My life had not always been like this. Just a few months earlier I had been living with a woman who’d have sex with me with the lights on, found comfort in a double bed and a dishwasher, still confident that the future would roll out at least a slightly discolored red carpet. But Fortune turned her back on me. Love kicked me in the nuts. Over the course of a single disastrous week in January, a seven-year relationship went down the drain. I found myself lying stark naked in a hotel room in Dublin, blinded by toxic levels of alcohol and in total ignorance of who lay next to me. My intoxication was such that I had difficulty telling the gender of the person and didn’t realize until I was alone again that whoever it was had been sexually stimulated by beating me with a furry animal. The experience was unpleasant, but necessary for my personal growth. I was slowly coming to the understanding that the various doubts I’d harbored about my relationship had been based on misunderstanding. I had squandered my happiness. The lesson was terrible and all I could do was head back home. 

The grey spring of 2008 hung over Iceland like rotten debris from the murky depths of history, threatening financial devastation, sleep deprivation. And then Mother was diagnosed with cancer. 

I had accompanied her to the hospital, under a month before we embarked on our journey. She wore a red, fitted wool two-piece, as if she believed that the better she looked the harder it would be for the doctor to deliver bad news with any conviction. A woman who looked this dapper at her age could hardly be at death’s door. 

The doctor, however, was grave. He held a pen up to his chin and gave the desk a small tap before he spoke. The test results were back and as we could see on the x-rays, the grey area on the shinbone was growing. “We’re convinced that what we have here is sarcoma of the connective tissue.” Mother gave the doctor a cold stare and waited for him to expand on the subject. “Fibrosarcosis is one type of osteocarcinoma, which is in fact rather rare in patients your age. We do see it in other mammals, cats and dogs in particular, but it’s extremely rare to diagnose this disease so late in life.”

“Really now. And is there a prize?” Mother asked.

“Pardon me?”

“No. Spare me the circus act, Herr Doctor. You tell me I have a disease that is only found in children and pets, as if I’d won the lottery. It’s absurd!”

Mother’s impatience was palpable. She would grumble about the medical corps being comprised of sadists who flocked to medical school fascinated by stories of Mengele’s ghoulish experiments. To her the nurses were variations of Herta Oberhauser, a Nazi nurse who murdered her victims by injecting them with kerosene. Mother had played Herta in a controversial play in a small theatre in Montparnasse and so knew what she was talking about. I ignored these rants. After all, the sentiment was not a recent development. Mother had suffered from a phobia of hospitals for as long as I could remember, and made several efforts to cultivate in me a similar distrust of the medical profession. It was wiser, she thought, to follow the example of Great Aunt Edda when you were under the weather: Have a wee dram to ease the pain, and then another just for luck. I pointed out that strong spirits were hardly a cure for cancer and that she had to be a bit more understanding of the hospital staff. And I suppose she tried even though she failed fantastically.

“Maybe I should have gone to the vet, Herr Doctor?”

“No, no, not at all, Mrs. Briem,” the doctor stammered. “Cell division in people your age is not very rapid, which means that the disease spreads more slowly.”

“Right. And so you will, of course, fix this before that happens.”

“Well,” the doctor began, breaking into a long speech about matters being slightly more complicated. There certainly were cases where doctors had managed to surgically remove sarcoma in connective tissue, but a very large team of specialists was needed for such an operation. Unfortunately Icelandic hospitals had neither the equipment nor the manpower for such an undertaking. The operation would have to take place in the United States, but since the procedure was still experimental, it would not fall under the Icelandic Health Care System so Mother would have to pay for it herself.

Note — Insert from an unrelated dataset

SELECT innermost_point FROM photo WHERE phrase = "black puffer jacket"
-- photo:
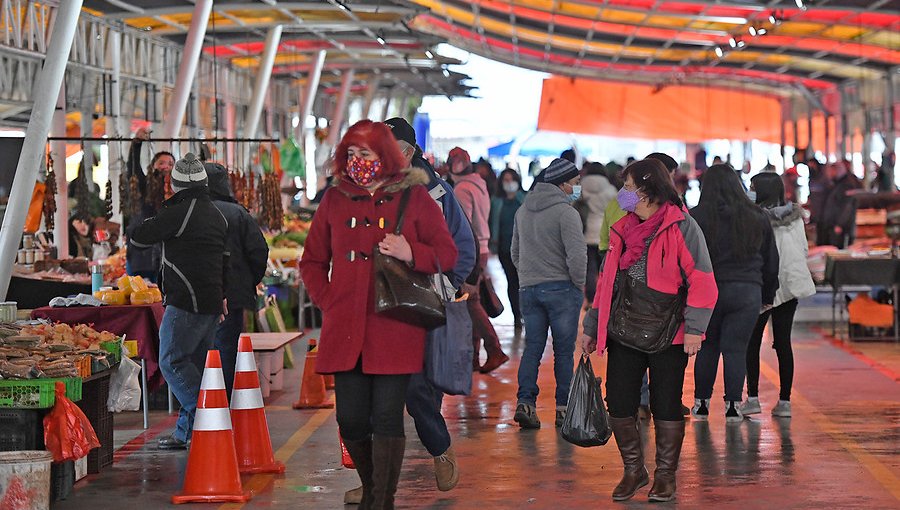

“There is, however, quite a good chance of getting sponsors for semi-profiled operations of this magnitude. Surgeons may waive their fees, research institutes invest in the operations in exchange for exclusive rights to acquired information …”

“Ok, all right,” I said, my hopes already up. “And how do we do this?”

“I can look into it, make a few inquiries. The fact that this is quite a rare case should work in our favor.”

“I don’t understand where you’re going with this,” Mother said. “Do you think I’m some kind of guinea pig? We both know perfectly well that no one is going to pay for this operation. I’m not a celebrity. And what company will put up a fortune for an old hag from Iceland?”

I’d never heard Mother refer to herself as old, and certainly never as a hag, but this seemed to achieve the desired effect: the doctor was suddenly at a loss for words. He stared blankly at her and fiddled with his pen.

“See, I thought that a doctor’s job was to help patients,” Mother continued, “not to breed false hopes of some American Utopia.”